O globo, n. 30816, 20/12/2017. País, p. 23

 

Nas mãos de Cármen Lúcia

Geralda Doca, Martha Beck, Bárbara Nascimento e Gabriela Valente

20/12/2017

 

 

Para manter adiamento para 2019, AGU prepara recurso, que será levado à presidente do STF

-BRASÍLIA E SÃO PAULO- A Advocacia-Geral da União (AGU) estuda uma forma de derrubar a liminar concedida pelo ministro do Supremo Tribunal Federal (STF) Ricardo Lewandowski, que suspendeu o adiamento do reajuste do funcionalismo de 2018 para 2019 e o aumento da contribuição previdenciária dos servidores de 11% para 14%. Segundo integrantes da AGU, a ideia é apresentar um recurso para que o assunto seja levado às mãos da presidente do STF, ministra Cármen Lúcia, e ela possa decidir o assunto monocraticamente, antes do fim do recesso do Judiciário, em 31 de janeiro. O recesso do STF começa hoje, e o retorno dos trabalhos é no dia 2 de fevereiro. — Ela pode analisar um pedido, um novo recurso relacionado ao tema. Essa possibilidade está sendo estudada pela área jurídica — disse um técnico da AGU. A equipe econômica tem urgência em tratar do assunto. O temor é que, uma vez que o reajuste do funcionalismo comece a ser pago, será muito difícil revertê-lo. Os técnicos apontam que os servidores podem usar o princípio da irredutibilidade dos salários para barrar qualquer ação posterior do governo. O ministro do Planejamento, Dyogo Oliveira, chegou a dizer ontem que o governo poderia pagar o aumento salarial e, se tiver resultado favorável no recurso apresentado pela AGU, descontaria o que foi pago a mais.

No entanto, nos bastidores, há um receio de correr esse risco. O adiamento do reajuste do funcionalismo representa uma economia de R$ 4,4 bilhões para os cofres públicos no ano que vem, enquanto o aumento da contribuição previdenciária significa uma receita extra de R$ 2,2 bilhões. Ambas estão numa medida provisória (MP) que foi suspensa pela liminar de Lewandowski. Sem essas duas ações, a principal saída para o governo é cortar o Orçamento do ano que vem, que já está enxuto. Os técnicos afirmam que é preciso reverter a liminar até o fim de janeiro. Isso porque a folha de salários do Executivo fecha entre os dias 15 e 20 de cada mês.
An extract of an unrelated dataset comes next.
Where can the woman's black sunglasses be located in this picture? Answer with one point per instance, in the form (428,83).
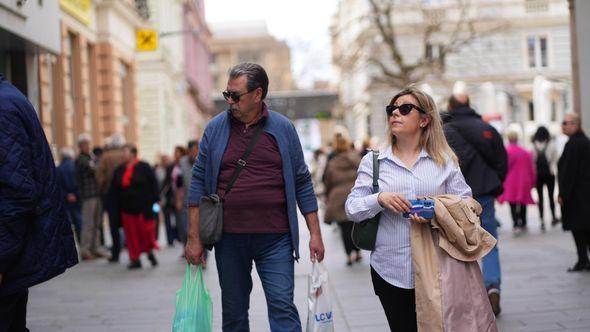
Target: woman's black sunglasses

Em janeiro, o governo vai pagar a folha de dezembro. Portanto, o reajuste salarial dos servidores previsto para janeiro só será pago em fevereiro.

REAJUSTE DO BOLSA FAMÍLIA

O ministro da Fazenda, Henrique Meirelles, adiantou que, em caso de derrota, o governo terá de adotar medidas adicionais para garantir o equilíbrio das contas públicas. E esse problema pode ser agravado caso o Congresso não aprove outras duas medidas que são importantes para o Orçamento do ano que vem: a cobrança de IR sobre fundos de investimento exclusivos (que representa uma receita extra de R$ 6 bilhões) e a reoneração da folha de pagamento das empresas (R$ 8,3 bilhões). Segundo Meirelles, do lado das receitas, o governo conta com a ajuda de um crescimento maior da economia no ano que vem, o que pode compensar parcialmente as perdas de arrecadação. No entanto, do lado das despesas, o que pode ocorrer são cortes nos gastos discricionários. Ele assegurou que a meta fiscal de 2018, de déficit primário de R$ 159 bilhões, e o teto de gastos serão cumpridos: — Vamos ter que pensar em outras alternativas para controlar despesas e compensar essa medida (aumento do funcionalismo). Em último caso,sempre existe o recurso do contingenciamento. Não é o ideal, mas existe. Apesar das dificuldades fiscais de 2018, Meirelles disse que acha razoável reajustar o Bolsa Família no ano que vem para compensar o aumento do custo de vida da população, ou seja, repor a inflação. Ele explicou, no entanto, que conceder ganhos reais depende de uma decisão política do governo.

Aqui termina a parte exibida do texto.